Les Petits chaperons rouges ont fait leur calcul : il y a environ 800 000 naissances par an en France. 2, 3 millions de bambins de moins de trois ans n’ont à leur disposition que 200 000 places de crèches dont environ 70 % sont gérées par le secteur public, 30 % par le secteur associatif et moins de 1 % par le secteur privé. D’autre part, 2, 1 millions d’enfants entre trois et six ans doivent se partager 78 000 places de haltes-garderies en jardin d’enfants. De fait, les chiffres sont fort disparates selon que l’on vive ici ou là : un article de Libération [3] estimait à l’occasion des élections régionales que le nombre de places en crèche variait entre 183 pour mille enfants de moins de trois ans en Ile-de-France, contre 37 en Picardie.
Au mois d’août 2000, Ségolène Royal, alors ministre déléguée à la Famille, avait proposé la création de 40 000 nouvelles places en crèches et en haltes-garderies et lancé un appel à projets innovants, prenant en compte par exemple des horaires plus adaptés ou créant un service de garde d’urgence à domicile. La ministre demandait alors aux parents de « faire pression sur les communes et de leur demander aujourd’hui quelles sont leurs intentions concernant l’accueil des moins de six ans ».
Le 17 février 2004, une députée avait attiré l’attention du ministre délégué à la Famille, Christian Jacob, sur le manque de places en crèches et la carence d’assistantes maternelles. Celui-ci avait rappelé la mise en place du plan crèche, annoncé à la Conférence de la famille du 29 avril 2003, d’un montant de 200 millions d’euros destinés à financer 20 000 places à partir du 1er janvier 2004. Les axes retenus étaient notamment le développement de l’accueil des jeunes enfants handicapés et l’accueil en milieu rural. Parallèlement, des financements mixtes, interentreprises, ou entre communes et entreprises, étaient encouragés. Un crédit d’impôt familles était créé pour les entreprises, pouvant désormais bénéficier d’une prise en charge fiscale à concurrence de 60 % des dépenses engagées depuis le 1er janvier 2004. Enfin, les investissements réalisés par les entreprises privées pour accueillir les enfants de leurs salariés étaient négociés entre l’État et la CNAF.
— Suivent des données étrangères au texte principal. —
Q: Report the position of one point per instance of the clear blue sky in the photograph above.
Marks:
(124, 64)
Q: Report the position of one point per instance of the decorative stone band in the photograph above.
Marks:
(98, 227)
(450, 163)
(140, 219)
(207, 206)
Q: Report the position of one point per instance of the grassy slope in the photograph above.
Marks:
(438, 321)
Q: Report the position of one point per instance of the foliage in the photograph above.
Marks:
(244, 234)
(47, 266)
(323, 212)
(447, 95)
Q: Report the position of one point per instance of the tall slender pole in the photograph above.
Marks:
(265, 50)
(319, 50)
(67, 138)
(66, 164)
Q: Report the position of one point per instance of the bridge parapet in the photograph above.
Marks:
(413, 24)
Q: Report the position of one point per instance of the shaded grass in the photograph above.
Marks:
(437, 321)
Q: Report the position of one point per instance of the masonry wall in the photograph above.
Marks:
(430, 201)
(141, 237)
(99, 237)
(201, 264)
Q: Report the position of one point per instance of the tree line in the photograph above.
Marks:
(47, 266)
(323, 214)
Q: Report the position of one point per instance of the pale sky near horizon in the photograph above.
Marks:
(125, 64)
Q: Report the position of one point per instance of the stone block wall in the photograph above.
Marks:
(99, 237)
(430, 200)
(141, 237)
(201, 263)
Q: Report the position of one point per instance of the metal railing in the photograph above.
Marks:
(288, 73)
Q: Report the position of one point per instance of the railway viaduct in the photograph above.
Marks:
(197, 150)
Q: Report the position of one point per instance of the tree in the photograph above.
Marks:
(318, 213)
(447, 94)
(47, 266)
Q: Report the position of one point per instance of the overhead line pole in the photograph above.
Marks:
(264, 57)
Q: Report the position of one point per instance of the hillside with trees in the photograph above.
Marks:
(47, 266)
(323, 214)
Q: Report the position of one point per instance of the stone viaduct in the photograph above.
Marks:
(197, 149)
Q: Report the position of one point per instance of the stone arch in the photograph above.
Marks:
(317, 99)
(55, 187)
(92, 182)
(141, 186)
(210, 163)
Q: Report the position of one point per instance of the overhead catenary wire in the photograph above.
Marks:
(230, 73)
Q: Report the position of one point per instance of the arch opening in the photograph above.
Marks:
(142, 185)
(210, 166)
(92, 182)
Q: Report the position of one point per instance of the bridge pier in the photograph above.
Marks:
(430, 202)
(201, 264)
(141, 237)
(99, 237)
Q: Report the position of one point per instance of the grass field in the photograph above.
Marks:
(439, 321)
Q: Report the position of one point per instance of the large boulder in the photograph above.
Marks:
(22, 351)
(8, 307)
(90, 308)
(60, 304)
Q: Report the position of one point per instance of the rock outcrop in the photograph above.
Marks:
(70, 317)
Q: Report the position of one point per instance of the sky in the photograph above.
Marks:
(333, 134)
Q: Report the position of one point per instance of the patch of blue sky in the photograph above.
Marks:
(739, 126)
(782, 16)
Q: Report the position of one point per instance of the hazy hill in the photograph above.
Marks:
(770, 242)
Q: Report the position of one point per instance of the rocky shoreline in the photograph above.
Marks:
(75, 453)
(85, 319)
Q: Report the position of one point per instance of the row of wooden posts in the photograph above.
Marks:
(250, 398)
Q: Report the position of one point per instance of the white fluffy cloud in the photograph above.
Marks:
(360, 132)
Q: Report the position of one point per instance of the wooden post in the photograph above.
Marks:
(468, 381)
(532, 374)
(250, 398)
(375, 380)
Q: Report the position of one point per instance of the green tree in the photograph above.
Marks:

Plus de la moitié de ces enfants de moins de trois ans, poursuit la société Les Petits chaperons rouges, ont leurs deux parents actifs, plus de 80 % des femmes de 25 à 40 étant professionnellement actives. Actuellement, leurs enfants seraient ainsi gardés : par l’un des deux parents qui arrête de travailler (26 %) ; par leur mère habituellement au foyer (23 %) ; par le reste de la famille ou par une garde non déclarée (22 %) ; par une assistante maternelle agréée (15 %) ; en crèche (9 %), dont 6 % en crèche collective et 3 % en crèche familiale (une petite minorité en crèche parentale) ; 3 % par une employée de maison déclarée, 2 % étant scolarisés précocement en maternelle.
Pallier ainsi les carences publiques dans un domaine qui pourrait être assuré par les pouvoirs publics ne leur pose pas problème ? Ils font remarquer qu’ils emboîtent le pas aux pays voisins — nordiques et anglo-saxons — qui ont intégré pour certains ces notions depuis une dizaine d’années… Le Royaume-Uni, si l’on en croit les cofondateurs des Petits chaperons rouges possède 33 % de places supplémentaires de crèche, alors que le pays compte autant d’habitants que le nôtre. Et le gouvernement anglais aurait décidé d’investir 450 millions d’euros pour créer encore 45 000 places d’ici à 2007. Il n’empêche : le désengagement de l’État, ici comme dans d’autres domaines, peut poser un problème de fond, et donner un nouveau visage à l’action sociale.